Pocahontas School Superintendent Discusses PRO Officer With County Commissioners
Marlinton, WV – Pocahontas County Schools Superintendent CC Lester would like to have a Prevention Resource Officer in the county school system. Although not on the agenda, he spoke to the Pocahontas County Commissioners about the program during their regular meeting Tuesday night.
The PRO officer program is funded by grants from the West Virginia Division of Criminal Justice Services. These officers are meant to be a positive role model and mentor for middle and high school students. Pocahontas is one of 23 counties in the state that doesn’t have a PRO officer.
Wayne Plummer, now a Magistrate in Nicholas County, was one of the PRO officers at Richwood Jr. high School when Mr. Lester was Principal.

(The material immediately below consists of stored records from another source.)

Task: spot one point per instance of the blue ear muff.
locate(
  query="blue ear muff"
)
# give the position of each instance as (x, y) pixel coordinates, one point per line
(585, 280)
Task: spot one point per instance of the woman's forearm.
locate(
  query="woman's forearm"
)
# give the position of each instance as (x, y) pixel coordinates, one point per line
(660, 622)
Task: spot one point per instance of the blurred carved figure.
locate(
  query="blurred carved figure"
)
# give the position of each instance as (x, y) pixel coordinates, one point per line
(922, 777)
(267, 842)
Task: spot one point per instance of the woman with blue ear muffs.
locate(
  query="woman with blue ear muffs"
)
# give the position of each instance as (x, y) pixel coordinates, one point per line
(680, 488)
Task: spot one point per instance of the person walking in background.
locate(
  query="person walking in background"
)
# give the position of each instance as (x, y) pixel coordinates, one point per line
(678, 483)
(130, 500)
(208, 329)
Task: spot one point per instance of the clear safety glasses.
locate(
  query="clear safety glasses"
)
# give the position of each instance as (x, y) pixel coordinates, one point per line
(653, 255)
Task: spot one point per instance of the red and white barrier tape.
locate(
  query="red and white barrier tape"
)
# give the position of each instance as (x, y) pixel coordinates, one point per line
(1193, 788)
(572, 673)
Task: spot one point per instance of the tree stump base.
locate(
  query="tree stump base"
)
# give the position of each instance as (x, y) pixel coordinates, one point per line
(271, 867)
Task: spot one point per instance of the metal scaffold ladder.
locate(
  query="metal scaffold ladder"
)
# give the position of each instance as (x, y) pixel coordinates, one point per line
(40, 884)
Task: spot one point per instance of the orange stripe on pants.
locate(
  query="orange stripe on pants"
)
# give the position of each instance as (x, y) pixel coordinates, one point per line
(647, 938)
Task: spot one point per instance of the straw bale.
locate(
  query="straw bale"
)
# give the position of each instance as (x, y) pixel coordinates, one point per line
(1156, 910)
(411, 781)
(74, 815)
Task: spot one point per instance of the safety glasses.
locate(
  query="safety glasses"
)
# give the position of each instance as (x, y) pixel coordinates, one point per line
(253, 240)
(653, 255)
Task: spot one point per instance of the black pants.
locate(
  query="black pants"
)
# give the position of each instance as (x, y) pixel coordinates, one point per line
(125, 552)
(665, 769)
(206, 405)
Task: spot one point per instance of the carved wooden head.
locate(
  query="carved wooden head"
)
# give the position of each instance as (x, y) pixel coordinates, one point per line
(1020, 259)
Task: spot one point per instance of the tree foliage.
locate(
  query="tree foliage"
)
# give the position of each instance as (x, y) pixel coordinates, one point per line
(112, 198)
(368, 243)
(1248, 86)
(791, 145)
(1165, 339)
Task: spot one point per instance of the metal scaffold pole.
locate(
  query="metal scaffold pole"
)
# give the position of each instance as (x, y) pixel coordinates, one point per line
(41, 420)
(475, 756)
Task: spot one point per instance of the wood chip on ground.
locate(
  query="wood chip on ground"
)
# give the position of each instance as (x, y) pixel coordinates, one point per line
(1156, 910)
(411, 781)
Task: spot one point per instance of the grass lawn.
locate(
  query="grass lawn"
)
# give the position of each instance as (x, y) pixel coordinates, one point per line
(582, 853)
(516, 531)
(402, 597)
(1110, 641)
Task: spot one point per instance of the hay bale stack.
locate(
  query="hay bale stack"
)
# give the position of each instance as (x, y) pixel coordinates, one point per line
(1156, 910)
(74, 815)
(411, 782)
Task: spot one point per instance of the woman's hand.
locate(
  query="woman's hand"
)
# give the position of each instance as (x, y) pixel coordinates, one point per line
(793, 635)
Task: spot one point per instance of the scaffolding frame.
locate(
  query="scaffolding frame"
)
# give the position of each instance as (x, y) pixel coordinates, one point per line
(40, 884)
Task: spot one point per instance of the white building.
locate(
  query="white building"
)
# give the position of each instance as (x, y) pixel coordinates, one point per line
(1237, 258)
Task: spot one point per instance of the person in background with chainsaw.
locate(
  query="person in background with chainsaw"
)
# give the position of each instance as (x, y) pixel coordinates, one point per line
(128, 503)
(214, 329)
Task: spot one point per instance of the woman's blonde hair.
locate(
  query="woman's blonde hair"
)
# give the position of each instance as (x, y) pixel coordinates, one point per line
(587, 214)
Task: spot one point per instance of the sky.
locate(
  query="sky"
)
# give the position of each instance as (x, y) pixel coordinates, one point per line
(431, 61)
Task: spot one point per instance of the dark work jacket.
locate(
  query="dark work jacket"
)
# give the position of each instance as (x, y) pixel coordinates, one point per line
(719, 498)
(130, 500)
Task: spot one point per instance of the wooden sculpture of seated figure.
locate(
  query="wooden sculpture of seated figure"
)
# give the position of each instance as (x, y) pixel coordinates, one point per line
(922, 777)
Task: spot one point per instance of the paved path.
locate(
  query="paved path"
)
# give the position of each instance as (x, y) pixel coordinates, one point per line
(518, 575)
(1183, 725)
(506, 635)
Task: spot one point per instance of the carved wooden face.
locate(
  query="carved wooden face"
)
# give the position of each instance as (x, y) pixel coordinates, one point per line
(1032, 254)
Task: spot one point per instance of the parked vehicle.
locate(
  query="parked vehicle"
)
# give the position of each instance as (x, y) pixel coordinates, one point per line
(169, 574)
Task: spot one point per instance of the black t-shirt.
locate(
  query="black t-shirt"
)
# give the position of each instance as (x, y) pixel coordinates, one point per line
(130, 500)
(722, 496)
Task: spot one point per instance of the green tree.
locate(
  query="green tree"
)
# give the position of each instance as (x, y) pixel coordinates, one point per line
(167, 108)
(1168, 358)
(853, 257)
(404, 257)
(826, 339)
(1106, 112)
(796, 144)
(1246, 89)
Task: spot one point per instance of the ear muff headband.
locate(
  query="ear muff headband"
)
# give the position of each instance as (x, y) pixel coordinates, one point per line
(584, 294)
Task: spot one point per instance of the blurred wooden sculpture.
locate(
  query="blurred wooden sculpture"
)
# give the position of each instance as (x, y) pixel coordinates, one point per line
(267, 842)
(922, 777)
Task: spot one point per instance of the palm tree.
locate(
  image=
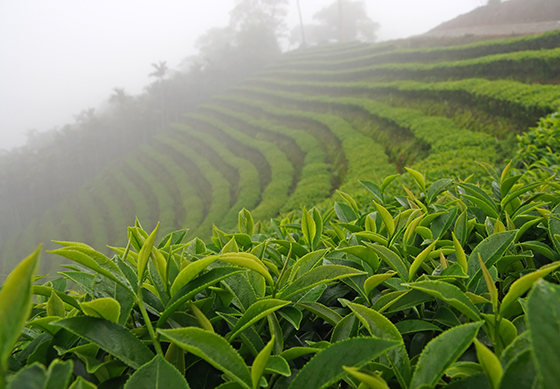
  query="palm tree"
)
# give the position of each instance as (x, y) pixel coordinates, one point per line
(119, 96)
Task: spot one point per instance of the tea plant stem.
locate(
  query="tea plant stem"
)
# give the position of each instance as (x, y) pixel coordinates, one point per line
(153, 335)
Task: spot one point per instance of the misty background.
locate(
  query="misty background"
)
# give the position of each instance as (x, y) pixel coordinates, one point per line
(61, 57)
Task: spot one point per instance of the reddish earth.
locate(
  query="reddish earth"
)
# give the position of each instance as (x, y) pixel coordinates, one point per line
(513, 17)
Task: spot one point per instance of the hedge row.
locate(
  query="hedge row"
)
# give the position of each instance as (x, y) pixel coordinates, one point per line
(525, 102)
(359, 56)
(534, 65)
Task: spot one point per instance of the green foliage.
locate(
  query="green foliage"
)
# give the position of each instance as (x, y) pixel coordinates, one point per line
(540, 146)
(423, 289)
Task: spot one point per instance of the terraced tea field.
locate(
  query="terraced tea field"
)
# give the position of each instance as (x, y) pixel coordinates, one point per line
(317, 121)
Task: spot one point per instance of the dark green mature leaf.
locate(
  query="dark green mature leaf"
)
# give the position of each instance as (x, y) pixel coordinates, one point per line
(30, 377)
(478, 381)
(59, 374)
(326, 367)
(381, 327)
(260, 362)
(554, 227)
(520, 373)
(277, 365)
(111, 337)
(317, 276)
(523, 284)
(15, 306)
(322, 311)
(256, 312)
(213, 349)
(543, 319)
(411, 326)
(81, 383)
(345, 328)
(195, 286)
(436, 188)
(157, 374)
(491, 250)
(441, 353)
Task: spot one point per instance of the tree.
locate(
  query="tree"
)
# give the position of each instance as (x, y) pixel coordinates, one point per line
(271, 14)
(343, 20)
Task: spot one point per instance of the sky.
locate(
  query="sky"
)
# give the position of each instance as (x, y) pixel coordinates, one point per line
(60, 57)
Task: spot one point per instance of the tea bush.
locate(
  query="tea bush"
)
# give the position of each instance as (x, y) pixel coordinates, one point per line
(447, 284)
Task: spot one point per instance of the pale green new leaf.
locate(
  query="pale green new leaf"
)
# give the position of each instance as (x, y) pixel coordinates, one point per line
(377, 279)
(491, 250)
(190, 272)
(490, 364)
(387, 219)
(55, 306)
(371, 381)
(419, 260)
(144, 255)
(15, 305)
(106, 307)
(254, 313)
(249, 261)
(392, 259)
(317, 276)
(308, 228)
(523, 284)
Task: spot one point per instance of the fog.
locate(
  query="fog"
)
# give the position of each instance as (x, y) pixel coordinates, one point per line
(59, 57)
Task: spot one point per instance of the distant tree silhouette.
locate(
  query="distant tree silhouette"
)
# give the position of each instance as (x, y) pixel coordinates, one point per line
(343, 20)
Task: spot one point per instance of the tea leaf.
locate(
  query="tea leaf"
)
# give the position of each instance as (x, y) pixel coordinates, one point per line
(111, 337)
(491, 250)
(441, 353)
(144, 255)
(490, 363)
(15, 305)
(157, 374)
(308, 228)
(260, 362)
(59, 374)
(372, 381)
(523, 284)
(543, 312)
(254, 313)
(450, 294)
(326, 367)
(317, 276)
(213, 349)
(381, 327)
(106, 307)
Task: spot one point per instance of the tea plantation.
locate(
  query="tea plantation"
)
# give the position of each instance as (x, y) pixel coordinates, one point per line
(349, 218)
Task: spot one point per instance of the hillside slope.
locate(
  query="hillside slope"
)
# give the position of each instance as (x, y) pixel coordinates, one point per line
(508, 12)
(318, 121)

“I was a Deputy Sheriff in Nicholas County for thirty years; two of those years I spent at Richwood Jr. High, Mr. Lester was the Principal” says Plummer. “From a selfish standpoint of me, it was the best two years I had. When you think of a PRO officer, don’t think of a security officer; we get a lot of character classes. We didn’t just stand around we actually went into the classroom. I don’t know that a week would ever go by when that I wasn’t in some classroom teaching some type of class.”
Plummer says once the program was established, both students and parents came to rely on the program as evidenced in the feedback from annual surveys conducted by the Division of Criminal Justice.
“When you saw the feedback you got from the kids – they wanted us there; the teachers used me a lot” says Plummer. “I can’t speak highly enough about the program.”
Plummer explains how the program was paid for in Nicholas County, starting with a grant from the WV Division of Criminal Justice.
“So they’ll pay up to 75% of the officers salary to start it out” he says. “The [Nicholas] County Commission and the grant paid it; as money got tighter, we got money from the Board of Education. You have a match, usually about 10 percent, and we got the Board of Education to pay the cash match. Nicholas County now has four PRO’s [and] as you go, it costs you a little bit more, but they’re at least still 50 percent funded.”
There is a question of whether or not the Pocahontas County Board of Education would be able to provide any money for this request. Repeated requests from the Pocahontas County Free Libraries for additional funding to provide library services to children at Marlinton and Hillsboro Elementary schools have so far been denied. The Board says they don’t have the extra money to spend on those services. But without that money, Libraries Director Allen Johnson says they’ll have no choice but to discontinue those services in March.
And this is not the first time the Pocahontas County Commission has discussed a request for a PRO officer. However when the subject was broached last year, they were reluctant to pursue it because of questions of funding the position once the grant money is exhausted. Nevertheless, Commissioner Fleming asked that it be added to the agenda for the next Commission meeting.